Crise de change au Burundi : Quand le dollar "achète" les oignons

Une chute spectaculaire et inexpliquée du taux de change du dollar américain (USD) face au Franc Burundais (FBu) sur le marché parallèle a secoué l’économie burundaise cette semaine, suscitant une vague de réactions entre euphorie spéculative et mise en garde d’experts.
Alors que le taux de change officiel peine déjà à suivre la réalité du marché, cette volatilité soudaine met en lumière les déséquilibres structurels persistants et le risque de manipulation spéculative qui fragilisent le pouvoir d’achat des Burundais.
Le Dollar s’effondre : la "bonne affaire" qui inquiète
Jeudi dernier, le marché parallèle des devises a enregistré un pic inhabituel, avec des taux atteignant des niveaux jamais vus : 1 USD s’échangeait contre 5 300 FBu et 1 EUR contre 5 500 FBu (selon le témoignage de l’utilisateur X, Blaise Baconib). Ces chiffres contrastent brutalement avec le taux officiel de la Banque de la République du Burundi (BRB), historiquement très en deçà, et même avec les taux élevés habituels du marché noir.
Cette situation crée une brève fenêtre pour ceux qui détiennent des francs burundais et souhaitent acquérir des devises, comme l’exprime M. Baconib sur X :
"Burundi, à 13h32 : 1 $ = 5300 Fbu, 1 € = 5500 Fbu. Si j’avais beaucoup d’argent (Fbu) j’aurais directement acheté des devises 🤣. Je parie que dans quelques semaines, je les vendrais à des prix d’or lorsque cette frénésie spéculative aura été stoppée et stabilisée par la réalité des choses 🤣"
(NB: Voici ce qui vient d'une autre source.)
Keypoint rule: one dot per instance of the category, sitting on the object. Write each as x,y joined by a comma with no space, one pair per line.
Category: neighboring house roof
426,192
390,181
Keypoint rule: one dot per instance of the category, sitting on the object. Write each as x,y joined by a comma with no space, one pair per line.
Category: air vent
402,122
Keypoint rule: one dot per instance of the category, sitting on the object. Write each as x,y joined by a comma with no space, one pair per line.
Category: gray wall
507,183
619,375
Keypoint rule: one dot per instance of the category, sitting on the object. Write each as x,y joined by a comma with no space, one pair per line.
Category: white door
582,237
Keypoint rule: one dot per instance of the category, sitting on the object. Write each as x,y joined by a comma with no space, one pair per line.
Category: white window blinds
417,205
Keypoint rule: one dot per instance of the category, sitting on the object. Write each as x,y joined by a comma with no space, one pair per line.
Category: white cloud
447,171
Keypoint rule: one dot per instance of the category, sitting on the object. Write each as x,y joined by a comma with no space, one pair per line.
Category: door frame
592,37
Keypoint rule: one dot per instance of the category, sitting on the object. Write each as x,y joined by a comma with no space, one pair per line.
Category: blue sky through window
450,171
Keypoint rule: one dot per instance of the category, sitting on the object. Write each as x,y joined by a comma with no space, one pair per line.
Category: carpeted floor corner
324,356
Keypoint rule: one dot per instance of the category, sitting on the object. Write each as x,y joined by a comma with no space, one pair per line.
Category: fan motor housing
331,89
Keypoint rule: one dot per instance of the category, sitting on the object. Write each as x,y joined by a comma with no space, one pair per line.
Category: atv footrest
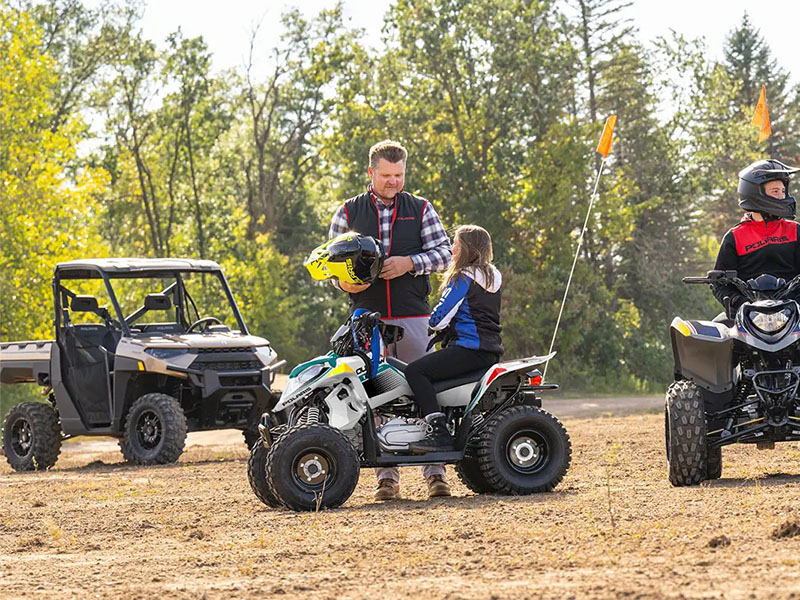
416,459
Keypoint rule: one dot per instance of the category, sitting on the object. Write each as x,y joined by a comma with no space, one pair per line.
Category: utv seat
161,328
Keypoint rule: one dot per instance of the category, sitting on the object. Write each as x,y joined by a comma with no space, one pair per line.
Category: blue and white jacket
470,312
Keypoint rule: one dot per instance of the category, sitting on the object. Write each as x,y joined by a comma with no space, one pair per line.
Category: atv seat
397,363
447,384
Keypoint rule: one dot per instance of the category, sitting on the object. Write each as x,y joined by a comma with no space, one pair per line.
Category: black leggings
447,363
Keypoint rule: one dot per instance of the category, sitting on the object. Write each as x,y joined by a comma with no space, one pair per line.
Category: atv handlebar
731,278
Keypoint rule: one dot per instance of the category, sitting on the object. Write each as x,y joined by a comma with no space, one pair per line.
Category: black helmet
751,188
348,257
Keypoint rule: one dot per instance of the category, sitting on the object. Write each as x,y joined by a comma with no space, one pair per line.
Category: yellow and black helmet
348,257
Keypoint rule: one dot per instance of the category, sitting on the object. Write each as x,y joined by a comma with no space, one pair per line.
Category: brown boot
387,490
438,486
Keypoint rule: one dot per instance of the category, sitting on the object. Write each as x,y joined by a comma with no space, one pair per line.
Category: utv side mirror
83,304
157,302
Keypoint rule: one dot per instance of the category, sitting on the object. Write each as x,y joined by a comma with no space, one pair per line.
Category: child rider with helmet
766,239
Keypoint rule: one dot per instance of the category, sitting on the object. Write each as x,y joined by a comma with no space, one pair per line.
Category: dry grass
614,528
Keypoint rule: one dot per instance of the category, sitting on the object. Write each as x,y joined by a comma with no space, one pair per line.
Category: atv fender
703,352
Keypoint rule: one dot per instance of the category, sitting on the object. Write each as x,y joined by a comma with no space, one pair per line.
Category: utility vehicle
353,408
736,381
144,351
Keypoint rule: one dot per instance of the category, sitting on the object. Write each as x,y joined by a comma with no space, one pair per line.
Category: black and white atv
735,381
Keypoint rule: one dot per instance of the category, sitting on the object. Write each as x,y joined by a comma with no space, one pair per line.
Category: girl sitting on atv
467,319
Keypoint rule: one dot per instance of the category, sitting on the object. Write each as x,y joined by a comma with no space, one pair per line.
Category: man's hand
395,266
353,288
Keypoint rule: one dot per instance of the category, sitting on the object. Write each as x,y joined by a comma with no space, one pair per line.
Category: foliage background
500,103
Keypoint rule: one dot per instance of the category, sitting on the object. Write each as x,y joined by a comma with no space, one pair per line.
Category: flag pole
574,262
604,148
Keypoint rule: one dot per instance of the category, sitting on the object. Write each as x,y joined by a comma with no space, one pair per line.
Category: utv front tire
155,430
523,450
32,437
311,467
685,432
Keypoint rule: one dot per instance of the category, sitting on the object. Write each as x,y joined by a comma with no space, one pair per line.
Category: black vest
407,295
https://x.com/Baconib/status/1979153763387470105?t=VbbBfIK4m9TXVM0spBuAMQ&s=19
L’ironie de l’expression populaire "quand le dollar achète les oignons" traduit l’ampleur de l’inflation et de la dépréciation passée, où le billet vert est devenu un étalon plus stable que la monnaie nationale pour les biens de première nécessité.
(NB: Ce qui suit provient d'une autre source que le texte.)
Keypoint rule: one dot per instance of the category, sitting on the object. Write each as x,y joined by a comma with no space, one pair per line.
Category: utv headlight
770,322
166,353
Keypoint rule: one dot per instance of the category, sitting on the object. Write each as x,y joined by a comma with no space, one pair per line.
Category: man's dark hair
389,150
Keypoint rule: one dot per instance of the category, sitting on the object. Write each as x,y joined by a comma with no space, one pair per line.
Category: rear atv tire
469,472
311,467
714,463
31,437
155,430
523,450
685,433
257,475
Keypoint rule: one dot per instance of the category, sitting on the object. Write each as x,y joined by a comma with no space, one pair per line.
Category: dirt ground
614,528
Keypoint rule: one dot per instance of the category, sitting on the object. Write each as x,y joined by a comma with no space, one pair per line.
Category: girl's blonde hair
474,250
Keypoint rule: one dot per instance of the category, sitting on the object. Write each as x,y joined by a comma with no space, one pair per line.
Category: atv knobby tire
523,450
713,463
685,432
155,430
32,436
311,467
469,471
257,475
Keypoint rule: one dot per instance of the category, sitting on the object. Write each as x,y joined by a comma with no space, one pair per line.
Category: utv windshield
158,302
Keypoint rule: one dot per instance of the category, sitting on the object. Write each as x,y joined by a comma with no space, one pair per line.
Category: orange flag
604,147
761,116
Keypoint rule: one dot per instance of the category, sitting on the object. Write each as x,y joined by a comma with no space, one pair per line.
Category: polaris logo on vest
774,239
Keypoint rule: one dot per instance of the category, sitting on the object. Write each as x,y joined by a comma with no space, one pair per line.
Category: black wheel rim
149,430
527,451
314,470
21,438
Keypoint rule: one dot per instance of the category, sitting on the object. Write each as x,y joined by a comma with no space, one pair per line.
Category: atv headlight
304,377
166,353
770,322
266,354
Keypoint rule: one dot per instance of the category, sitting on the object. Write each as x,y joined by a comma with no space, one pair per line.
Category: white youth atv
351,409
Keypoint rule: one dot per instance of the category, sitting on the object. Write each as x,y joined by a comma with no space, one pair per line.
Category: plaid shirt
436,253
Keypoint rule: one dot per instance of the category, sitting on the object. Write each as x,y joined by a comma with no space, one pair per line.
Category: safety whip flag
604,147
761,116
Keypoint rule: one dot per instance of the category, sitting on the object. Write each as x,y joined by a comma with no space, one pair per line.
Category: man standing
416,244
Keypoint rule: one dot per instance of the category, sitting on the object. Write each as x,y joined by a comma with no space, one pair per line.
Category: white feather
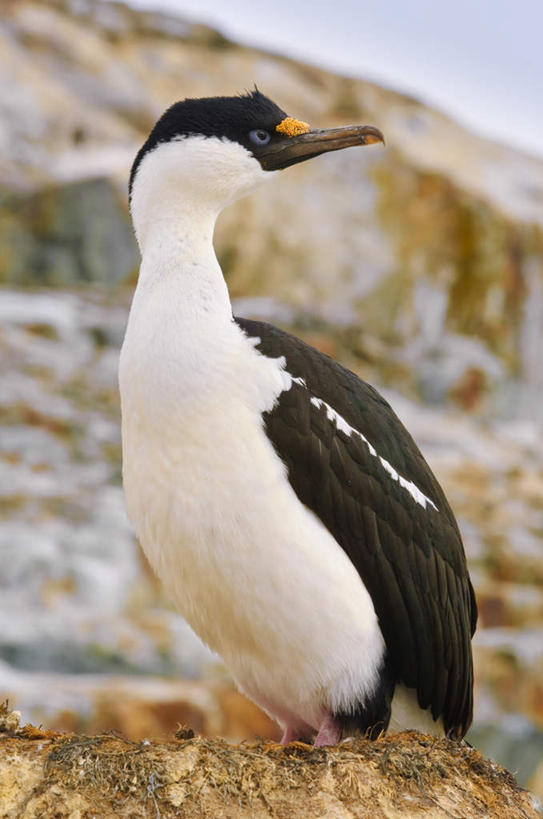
254,572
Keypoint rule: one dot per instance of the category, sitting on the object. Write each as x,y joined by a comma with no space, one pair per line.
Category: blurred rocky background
419,266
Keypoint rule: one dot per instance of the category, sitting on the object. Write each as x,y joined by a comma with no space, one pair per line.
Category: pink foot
289,735
329,732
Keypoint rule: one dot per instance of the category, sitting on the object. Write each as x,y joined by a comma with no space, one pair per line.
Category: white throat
178,192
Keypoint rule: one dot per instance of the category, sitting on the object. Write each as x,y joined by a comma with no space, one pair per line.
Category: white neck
179,190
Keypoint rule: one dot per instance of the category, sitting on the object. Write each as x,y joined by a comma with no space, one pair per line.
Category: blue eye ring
259,136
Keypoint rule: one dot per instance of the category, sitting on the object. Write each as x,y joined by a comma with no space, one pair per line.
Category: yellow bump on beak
292,127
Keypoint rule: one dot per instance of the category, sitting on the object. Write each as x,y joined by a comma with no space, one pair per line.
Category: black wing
408,553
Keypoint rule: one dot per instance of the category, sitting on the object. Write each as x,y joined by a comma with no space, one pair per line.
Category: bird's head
208,152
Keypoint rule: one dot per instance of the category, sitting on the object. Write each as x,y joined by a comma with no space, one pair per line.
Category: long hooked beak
288,150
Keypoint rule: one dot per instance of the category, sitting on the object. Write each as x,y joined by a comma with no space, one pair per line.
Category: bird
286,510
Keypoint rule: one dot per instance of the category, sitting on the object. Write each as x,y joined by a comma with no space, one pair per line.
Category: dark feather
410,558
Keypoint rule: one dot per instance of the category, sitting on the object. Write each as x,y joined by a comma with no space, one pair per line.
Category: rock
43,774
65,235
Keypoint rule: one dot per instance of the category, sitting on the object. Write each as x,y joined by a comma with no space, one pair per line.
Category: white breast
254,572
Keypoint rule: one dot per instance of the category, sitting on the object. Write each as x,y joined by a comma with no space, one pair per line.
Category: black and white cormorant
287,511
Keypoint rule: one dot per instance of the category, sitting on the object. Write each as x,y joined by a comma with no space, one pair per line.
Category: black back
410,558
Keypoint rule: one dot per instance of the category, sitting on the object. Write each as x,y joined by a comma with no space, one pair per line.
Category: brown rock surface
44,774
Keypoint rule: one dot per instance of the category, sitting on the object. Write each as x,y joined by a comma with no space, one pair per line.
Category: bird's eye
259,136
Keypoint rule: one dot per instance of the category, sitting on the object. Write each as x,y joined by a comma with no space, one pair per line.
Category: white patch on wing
345,427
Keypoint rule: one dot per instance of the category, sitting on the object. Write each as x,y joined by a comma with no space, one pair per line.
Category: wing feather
408,552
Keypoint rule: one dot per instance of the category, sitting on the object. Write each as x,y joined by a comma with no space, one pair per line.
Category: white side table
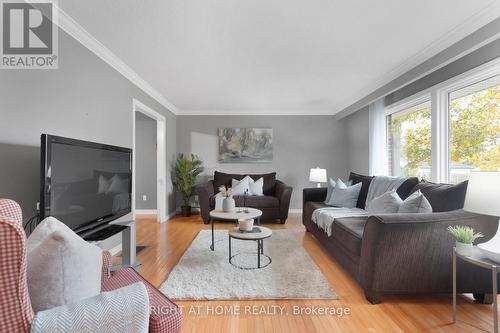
477,258
239,213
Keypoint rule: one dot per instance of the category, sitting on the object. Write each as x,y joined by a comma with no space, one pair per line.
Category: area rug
202,274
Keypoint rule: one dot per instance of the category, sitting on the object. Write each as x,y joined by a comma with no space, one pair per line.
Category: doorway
148,162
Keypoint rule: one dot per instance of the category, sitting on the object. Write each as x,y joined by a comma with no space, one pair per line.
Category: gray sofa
404,253
274,204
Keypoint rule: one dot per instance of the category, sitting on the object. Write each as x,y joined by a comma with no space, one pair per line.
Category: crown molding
75,30
454,35
258,112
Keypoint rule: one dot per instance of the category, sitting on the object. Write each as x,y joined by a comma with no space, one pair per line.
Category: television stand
104,233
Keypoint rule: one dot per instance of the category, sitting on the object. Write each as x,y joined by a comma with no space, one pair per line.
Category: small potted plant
228,204
187,168
464,237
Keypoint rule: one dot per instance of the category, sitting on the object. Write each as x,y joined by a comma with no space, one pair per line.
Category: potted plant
228,204
464,237
187,168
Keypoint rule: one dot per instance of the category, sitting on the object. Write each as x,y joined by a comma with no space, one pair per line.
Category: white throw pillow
331,185
345,196
240,187
416,203
257,186
387,203
62,267
121,310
Manipulation du marché ou prophétie auto-réalisatrice ?
Face à cette volatilité, les experts appellent à la prudence. Le Professeur Ndenzako, expert en Économie, met en garde contre une interprétation hâtive, écartant l’idée d’une unification rapide des taux de change ou d’une amélioration structurelle soudaine.
Selon le Prof. Ndenzako, le phénomène observé s’apparente à une "Manipulation du marché et prophétie auto-réalisatrice" :
"Ce qui se passe s’appelle “Manipulation du marché et prophétie auto-réalisatrice”. Seuls ceux qui ont accumulé des BIF sous le matelas peuvent faire ce que tu aurais fait et pourront en profiter - stratégie gagnante comme je l’ai dit."
Il souligne que cette flambée de la demande et du taux pourrait être l’œuvre d’acteurs disposant d’importantes liquidités en francs burundais cherchant à forcer la main de la Banque Centrale ou à tirer profit de l’arbitrage futur :
"C’est l’équivalent d’une attaque spéculative quand on veut forcer une banque centrale à dévaluer."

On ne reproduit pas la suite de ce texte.